Da Parigi – Giulia Pesole
“Durante tutta la mia infanzia ho sentito mia madre parlare delle nostre origini italiane, sentivo i nomi di zia Dina e di Nana, la mia bisnonna. Poi un giorno, all’inizio degli anni ’70 sono andato a Napoli, a Roma e a Pompei, sotto una pioggia torrenziale: è stato magnifico.” Sono le parole con cui il fotografo Bernard Plossu apre la propria mostra inaugurata a La Maison Européenne de la Photographie a Parigi.
“L’Italie de Bernand Plossu” è un viaggio a colori e in bianco e nero, compiuto in diversi anni attraverso le strade del nostro paese, dalle montagne del Piemonte fino alle isole della Sicilia, sotto il sole cocente estivo e sotto la pioggia invernale. “Io dico sempre che il brutto tempo è il bel tempo per un fotografo”, racconta Plossu, che dell’Italia ama anche quello che a torto noi chiamiamo “il brutto tempo”. “Tutto mi attira, e fotografo ovunque, a piedi, in auto, in treno, i paesaggi, le persone, gli ambienti, l’architettura, il presente, il passato, il futuro, la poesia. Mi sento a casa, sarà forse un ritrovarsi con le radici materne?”
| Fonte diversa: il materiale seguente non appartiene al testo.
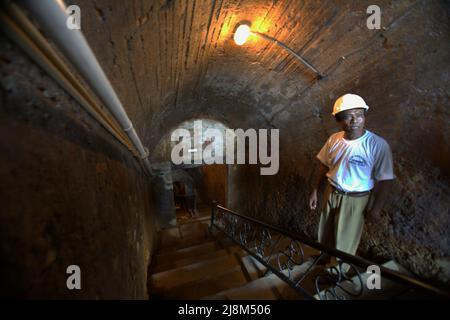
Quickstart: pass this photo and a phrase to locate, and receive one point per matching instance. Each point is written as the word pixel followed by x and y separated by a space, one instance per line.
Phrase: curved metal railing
pixel 291 257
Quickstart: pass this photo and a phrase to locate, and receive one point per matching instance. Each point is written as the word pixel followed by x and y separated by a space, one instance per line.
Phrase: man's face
pixel 352 121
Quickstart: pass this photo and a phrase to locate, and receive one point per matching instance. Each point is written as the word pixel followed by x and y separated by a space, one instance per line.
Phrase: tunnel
pixel 89 185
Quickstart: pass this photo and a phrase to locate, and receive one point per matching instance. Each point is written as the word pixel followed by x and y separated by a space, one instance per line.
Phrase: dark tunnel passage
pixel 77 190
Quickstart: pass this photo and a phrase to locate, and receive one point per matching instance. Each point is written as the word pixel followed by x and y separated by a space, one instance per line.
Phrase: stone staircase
pixel 194 262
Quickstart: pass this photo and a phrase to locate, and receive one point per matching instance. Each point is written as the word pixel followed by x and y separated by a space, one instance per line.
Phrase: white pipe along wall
pixel 52 17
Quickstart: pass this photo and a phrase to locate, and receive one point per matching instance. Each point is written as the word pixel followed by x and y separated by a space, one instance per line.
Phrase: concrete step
pixel 168 256
pixel 207 285
pixel 165 280
pixel 270 287
pixel 192 230
pixel 169 237
pixel 169 263
pixel 389 289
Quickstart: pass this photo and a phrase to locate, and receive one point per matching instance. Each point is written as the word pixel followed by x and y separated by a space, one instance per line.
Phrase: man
pixel 357 172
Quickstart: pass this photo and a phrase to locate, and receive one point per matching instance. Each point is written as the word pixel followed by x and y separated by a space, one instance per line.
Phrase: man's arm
pixel 318 182
pixel 378 198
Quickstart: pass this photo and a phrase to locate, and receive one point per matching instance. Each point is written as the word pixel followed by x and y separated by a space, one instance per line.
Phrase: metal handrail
pixel 355 260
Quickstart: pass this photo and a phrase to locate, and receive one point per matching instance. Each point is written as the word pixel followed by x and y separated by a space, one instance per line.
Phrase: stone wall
pixel 70 195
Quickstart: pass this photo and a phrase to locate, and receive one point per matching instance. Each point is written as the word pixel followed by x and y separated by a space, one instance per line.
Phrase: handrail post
pixel 213 212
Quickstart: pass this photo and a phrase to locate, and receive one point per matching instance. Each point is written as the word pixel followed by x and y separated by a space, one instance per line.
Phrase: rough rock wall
pixel 406 84
pixel 214 180
pixel 69 194
pixel 174 61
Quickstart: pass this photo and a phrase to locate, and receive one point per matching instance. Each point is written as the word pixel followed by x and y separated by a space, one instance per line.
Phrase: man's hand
pixel 313 200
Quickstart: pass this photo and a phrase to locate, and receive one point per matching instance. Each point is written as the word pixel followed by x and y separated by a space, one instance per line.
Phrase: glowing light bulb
pixel 241 35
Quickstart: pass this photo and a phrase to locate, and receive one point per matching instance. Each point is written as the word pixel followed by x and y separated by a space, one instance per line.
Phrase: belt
pixel 350 194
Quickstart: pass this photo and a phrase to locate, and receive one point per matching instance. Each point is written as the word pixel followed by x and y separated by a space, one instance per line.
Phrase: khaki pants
pixel 342 220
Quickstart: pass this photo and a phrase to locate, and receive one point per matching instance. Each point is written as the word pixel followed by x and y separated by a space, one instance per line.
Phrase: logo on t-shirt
pixel 358 160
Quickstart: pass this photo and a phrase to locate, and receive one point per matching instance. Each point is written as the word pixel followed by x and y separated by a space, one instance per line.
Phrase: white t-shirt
pixel 355 164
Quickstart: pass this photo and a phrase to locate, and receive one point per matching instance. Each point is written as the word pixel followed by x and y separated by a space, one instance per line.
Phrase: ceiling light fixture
pixel 243 31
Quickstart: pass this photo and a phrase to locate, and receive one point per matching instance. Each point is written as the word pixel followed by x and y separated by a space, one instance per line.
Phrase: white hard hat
pixel 349 101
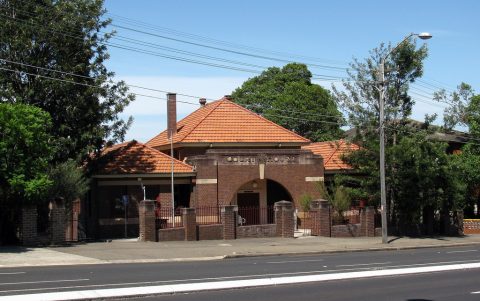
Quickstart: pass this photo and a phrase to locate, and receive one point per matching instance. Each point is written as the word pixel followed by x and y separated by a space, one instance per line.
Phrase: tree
pixel 359 96
pixel 464 110
pixel 287 97
pixel 65 36
pixel 25 150
pixel 69 182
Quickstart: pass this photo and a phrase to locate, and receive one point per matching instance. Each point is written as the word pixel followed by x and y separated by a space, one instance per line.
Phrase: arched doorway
pixel 255 200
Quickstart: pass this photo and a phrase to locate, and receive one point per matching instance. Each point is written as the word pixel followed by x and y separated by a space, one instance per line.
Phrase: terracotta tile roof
pixel 227 122
pixel 332 152
pixel 136 158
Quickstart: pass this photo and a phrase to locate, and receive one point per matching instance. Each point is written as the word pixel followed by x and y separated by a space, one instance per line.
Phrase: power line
pixel 92 78
pixel 177 58
pixel 86 85
pixel 193 36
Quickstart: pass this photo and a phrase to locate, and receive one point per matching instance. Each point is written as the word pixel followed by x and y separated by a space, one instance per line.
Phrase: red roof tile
pixel 227 122
pixel 136 158
pixel 332 152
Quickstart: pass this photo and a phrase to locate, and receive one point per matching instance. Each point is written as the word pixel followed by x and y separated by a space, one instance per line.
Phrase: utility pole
pixel 383 194
pixel 381 107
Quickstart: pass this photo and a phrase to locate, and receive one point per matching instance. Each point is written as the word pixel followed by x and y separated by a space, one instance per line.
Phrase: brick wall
pixel 189 223
pixel 209 232
pixel 231 174
pixel 284 223
pixel 57 221
pixel 349 230
pixel 229 221
pixel 173 234
pixel 256 231
pixel 117 231
pixel 471 226
pixel 29 225
pixel 147 221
Nato in Vietnam nel 1945, nutrito dalla controcultura americana e dall’estetica della Nouvelle Vague, Bernard Plossu voleva diventare regista. Dal 1960 al 1965 frequenta la Cineteca, dove vede i classici di Dreyer, Bergman, Buñuel, Eisenstein, Bresson et Truffaut, Godard, Jessua.
Interessato anche al Neorealismo italiano e occidentale, Plossu impara a conoscere l’immagine attraverso il cinema. È un fotografo insolito, inclassificabile, che, a partire dagli anni ’60, traccia il suo percorso da solo, un percorso ai margini del reportage, della fotografia d’arte e di moda, “per essere – ci dice – al passo con il mondo e con quello che accade”. Per questo cineasta, fotografo del movimento, la fotografia è un mezzo per fissare il pensiero verso una conoscenza personale e fisica del mondo.
“Alla fine degli anni 70 – racconta ancora Plossu – abitavo sugli altipiani selvatici del Nuovo Messico e tornando di tanto in tanto in Europa, avevo un bisogno più forte di me di andare in Italia, non so perché, forse per camminare lungo le strade verticali, mentre i paesaggi dell’America occidentale che percorrevo a piedi erano per lo più orizzontali! E da quel viaggio a Roma nel 1979, dagli Stati Uniti, non ho più smesso di andare tutte le volte in Italia: un bisogno, una passione, ci sto bene.”
Plossu fotografa con le vecchie macchine fotografiche Nikkormats, con un solo obiettivo da 55mm, il più classico, per non deformare la realtà. Oltre al bianco e nero Plossu utilizza la tecnica del cosiddetto “procedimento Fresson,” modalità di stampa a carboncino colorato, con la quale lavora dal 1967. Con il colore le sue fotografie si caricano di una luminosità vissuta che ne accresce la qualità onirica, surreale. È proprio in questa poetica del surrealismo e della metafisica che il fotografo trova una delle sue principali fonti d’ispirazione.
Da sempre affascinato da grandi artisti e scrittori italiani quali Carlo Carra, Campigli, Morandi, Veronese, Giotto, Piero della Francesca, Carlo Emilio Gadda, Rosetta Loy, Giuseppe Bonaviri, Andrea Camilleri, Bernard Plossu ha costruito la propria grammatica fotografica, elaborando un tipo di fotografia che è indice di qualcosa di vicino e lontano allo stesso tempo, intimo e insieme impersonale, dove l’uomo, la natura e la cultura si sovrappongono.
A partire dal 1987, per una quindicina d’anni, Plossu ha percorso a piedi le zone desertiche del sud della Spagna. L’incontro con questo nuovo “giardino di polvere” prolunga le sue spedizioni precedenti nei deserti americani e del Sahara. Il vuoto, il silenzio, la solitudine, il confronto con i ritmi estremi della natura rivelano un viaggio iniziatico che lui stesso filma e fotografa come se fosse una sinfonia naturale.
La mostra “L’Italie de Bernand Plossu” si può visitare a Parigi fino al 5 aprile 2015.